UPDATED 16:14 EDT / JULY 20 2024

SECURITY

CrowdStrike incident sounds an alarm on critical infrastructure

The chaos caused by yesterday’s content update by CrowdStrike Holdings Inc. shows that even the most successful cybersecurity firms with great management, award-winning products and a growing business, are exposed to unexpected events.

What’s even more important is that it underscores the fragility of our connected world and the critical infrastructure that makes it run. Virtually every industry, and who knows how many people, were affected by the update CrowdStrike pushed out. The focus right now is on getting customers back on line. For many, it’s an on-the-job training session in disaster recovery and business resiliency.

In this Breaking Analysis, we give you our assessment of the events of July 19, related to the CrowdStrike content update — what we know and what the potential exposure could be to the company. We’ll share new data from an Enterprise Technology Research “Flash Survey” and talk about what’s next in this saga.

Day zero data shows major business disruptions across industry

In a survey of 100 CrowdStrike customers, on the day of the incident, 96% said they were affected by system crashes. More than half indicated they’re rethinking their consolidation plans with CrowdStrike or looking at reducing reliance on CrowdStrike as a direct result of this incident. Mind you, ETR took this survey at the absolute worst time, when organizations were dealing with the business impact on a Friday. But this data gives us a sentiment snapshot that we can measure over time as customers assess the damage and work with CrowdStrike to ensure this won’t happen again.

We know from other incidents that some end up being more benign and fade over time, while others cause more lasting reputational and business damage. The broad industry impact of this situation is cause for concern. Though it’s too early to draw any conclusions with respect to the long-term impact on CrowdStrike, suffice to say that short-term reaction from customers is quite negative and likely reflects quite a dose of emotional bias.

The flash crash was a ‘glitch,’ this wasn’t?

Remember the Flash Crash of May 2010? It was an event where for no clear reason, the market dropped 600 points in a matter of minutes. Blue-chip stocks such as Accenture traded at a penny for a few minutes before the market rebounded. In his book “Flash Boys,” Michael Lewis cited the opaque nature of so-called software glitches and shared the growing concerns over the lack of transparency stemming from the Security and Exchange Commission’s obscure response.

Though the Flash Crash shone a light on the risks of our increasingly digital world — mind you, this was 14 years ago — the recent CrowdStrike incident, while hugely impactful, was not a “black box.”

CrowdStrike CEO started communicating immediately

George Kurtz, chief executive of CrowdStrike, appeared on several TV programs this morning and took responsibility for the incident. He was humble, as was Todd McKinnon, CEO of Okta Inc., a couple years ago when he had to take the shrapnel for an Okta breach.

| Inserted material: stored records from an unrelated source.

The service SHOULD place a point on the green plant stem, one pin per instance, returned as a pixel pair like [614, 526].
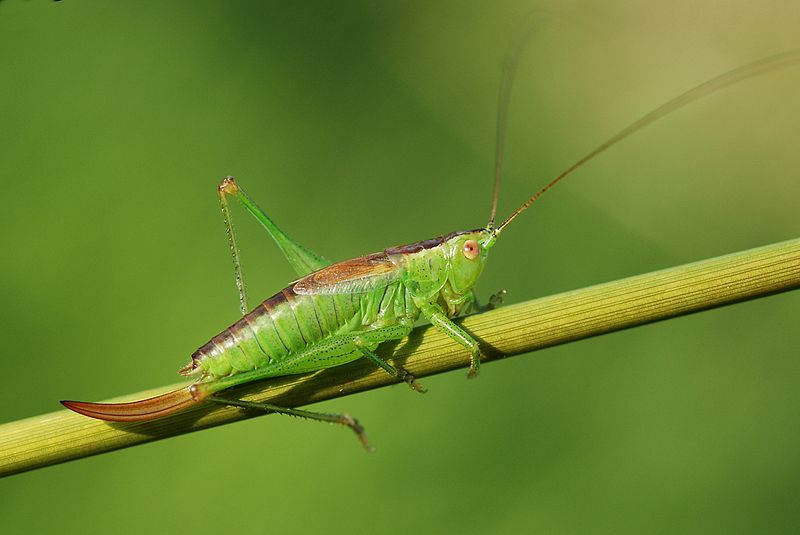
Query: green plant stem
[61, 436]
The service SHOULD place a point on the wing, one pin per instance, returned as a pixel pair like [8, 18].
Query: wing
[358, 275]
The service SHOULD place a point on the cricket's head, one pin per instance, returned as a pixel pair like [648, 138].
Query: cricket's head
[468, 254]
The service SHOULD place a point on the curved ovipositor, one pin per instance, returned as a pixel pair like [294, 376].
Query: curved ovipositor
[137, 411]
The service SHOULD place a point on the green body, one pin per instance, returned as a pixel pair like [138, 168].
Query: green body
[341, 312]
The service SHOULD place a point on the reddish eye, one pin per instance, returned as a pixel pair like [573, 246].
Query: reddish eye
[471, 249]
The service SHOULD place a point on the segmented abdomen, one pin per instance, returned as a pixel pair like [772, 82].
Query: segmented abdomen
[281, 326]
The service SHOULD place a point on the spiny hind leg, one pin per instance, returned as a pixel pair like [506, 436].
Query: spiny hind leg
[341, 419]
[367, 339]
[302, 260]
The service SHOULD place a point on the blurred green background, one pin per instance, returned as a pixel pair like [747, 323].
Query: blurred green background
[362, 125]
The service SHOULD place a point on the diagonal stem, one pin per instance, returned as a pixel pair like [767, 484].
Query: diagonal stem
[512, 330]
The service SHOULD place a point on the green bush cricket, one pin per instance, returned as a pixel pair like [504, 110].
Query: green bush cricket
[337, 313]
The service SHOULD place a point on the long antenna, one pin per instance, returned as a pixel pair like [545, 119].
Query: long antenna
[713, 85]
[510, 62]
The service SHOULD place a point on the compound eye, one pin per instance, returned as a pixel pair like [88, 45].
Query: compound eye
[471, 249]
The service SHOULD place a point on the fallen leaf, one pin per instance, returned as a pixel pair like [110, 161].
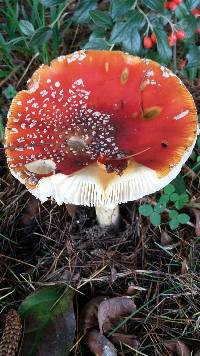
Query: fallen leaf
[11, 334]
[165, 239]
[88, 316]
[184, 266]
[49, 322]
[99, 345]
[178, 347]
[30, 211]
[71, 209]
[130, 340]
[111, 310]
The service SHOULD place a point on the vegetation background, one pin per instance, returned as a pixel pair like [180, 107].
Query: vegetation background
[154, 257]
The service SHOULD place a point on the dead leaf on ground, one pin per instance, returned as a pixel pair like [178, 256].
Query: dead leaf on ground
[166, 239]
[111, 310]
[88, 316]
[197, 225]
[99, 345]
[30, 212]
[178, 347]
[130, 340]
[11, 335]
[184, 266]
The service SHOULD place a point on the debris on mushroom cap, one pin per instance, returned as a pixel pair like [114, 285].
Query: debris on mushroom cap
[100, 127]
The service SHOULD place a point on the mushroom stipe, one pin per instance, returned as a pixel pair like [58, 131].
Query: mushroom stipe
[99, 128]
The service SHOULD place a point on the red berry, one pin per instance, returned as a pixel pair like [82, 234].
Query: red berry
[153, 38]
[171, 5]
[166, 5]
[147, 42]
[196, 12]
[180, 34]
[182, 63]
[172, 39]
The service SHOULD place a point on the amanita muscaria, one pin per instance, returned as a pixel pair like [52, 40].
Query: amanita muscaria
[99, 128]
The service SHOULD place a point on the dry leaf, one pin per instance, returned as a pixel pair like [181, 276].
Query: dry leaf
[71, 209]
[30, 211]
[99, 345]
[178, 347]
[165, 239]
[184, 266]
[197, 225]
[111, 310]
[11, 334]
[88, 316]
[130, 340]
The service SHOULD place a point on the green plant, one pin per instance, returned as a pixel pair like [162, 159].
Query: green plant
[169, 202]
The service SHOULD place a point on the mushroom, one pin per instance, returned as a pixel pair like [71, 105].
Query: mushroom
[100, 128]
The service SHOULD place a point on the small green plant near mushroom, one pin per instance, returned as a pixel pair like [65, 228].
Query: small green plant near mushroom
[170, 202]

We knew early on this was not a breach. Rather, it was caused by a CrowdStrike push initiated to update a content file. Our understanding is that generally, an update in this context refers to a content push that includes new data or rules used by security sensors to detect and respond to threats. A report on Hacker News suggests that CrowdStrike pushed a new driver to the kernel of Windows clients to fix an issue with an earlier version of its Falcon sensor.

According to Kurtz, the issue was identified and it was rolled back. Before it could be fully contained, it hit a number of Windows systems — our understanding is Windows Server and PCs, which caused the “blue screen of death,” a continuous loop of impossible-to-eliminate blue screens.

As we said, virtually every industry was affected. Though some fixes could be initiated via a reboot, because there are so many permutations and combinations of Windows OS configs, many systems need to be recovered manually.

To be clear, other than the fact that companies are running many versions of Windows, this was not a Windows problem. It certainly was not – to our understanding – a security failure of Windows or a process failure on Microsoft’s end. Or on the end of CrowdStrike’s information technology customers. It appears that this was an automated push initiated by CrowdStrike, but we’re still trying to get the details there.

Many questions to be addressed

There are several issues this incident brings to light. Let’s explore some.

The first question one would ask is: Whyy wasn’t this staged? Kurtz explained to Jim Cramer on TV that it was staged. The follow-up question we have that wasn’t asked is: Were customers given the option of holding off on this push and timing it on their own? If not why not? Is that standard procedure or was this a process fail? 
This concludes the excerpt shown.